There’s a lot of drinking going on in this novel. What’s your alcoholic drink of choice?
I am a tequila guy.

How was writing a novel different from developing The Morning News and writing for a magazine?
They’re entirely different, but they’re both things I love doing. TMN gives me a venue to collaborate. One of our editors describes working on TMN as like playing in a band with two-dozen close friends, and I think that’s about right.

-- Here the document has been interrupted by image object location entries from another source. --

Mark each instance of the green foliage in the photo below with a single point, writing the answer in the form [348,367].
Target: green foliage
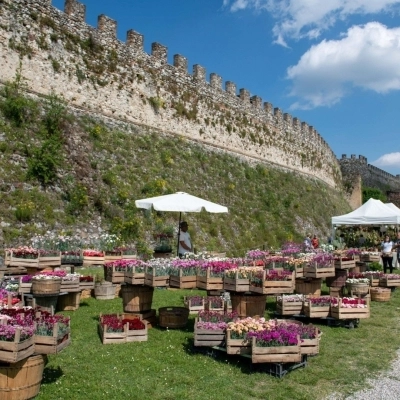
[373,193]
[43,162]
[77,198]
[16,107]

One thing our readers may not know is that every year The Morning News holds an NCAA-style literary match-up of the year’s most notable books (The Tournament of Books). Any hopes (or fears) that You Lost Me There might make the cut next March?
We instituted a rule that books from the Tournament’s staff are forbidden from competing. Thus Kevin Guilfoile’s new novel, The Thousand, won’t be eligible either. But yeah, if my book was in competition, I would be terrified of fighting in 2010. It’s been a terrific year for novels.

It took you five years to complete this novel—will we have to wait another five for your follow-up or do you already have something in the works?
I’m currently working on two new books, a nonfiction book about Paris and a novel about Tijuana. Hopefully, they won’t take decades, but you never know.

I imagine an author’s first release party for his first novel is kind of like a girl’s sweet 16th birthday party . . . but maybe with fewer frills and less pink. How do you intend to celebrate the release of You Lost Me There?
With roasted pink frilliness. My wife and I live in North Carolina, where the regional delicacy is pork BBQ, so we’re throwing a “pig pickin’ ” in the back yard. That’s where guests arrive to find about 90 pounds of animal smoking in an oil drum, and they tear the meat apart with their fingers.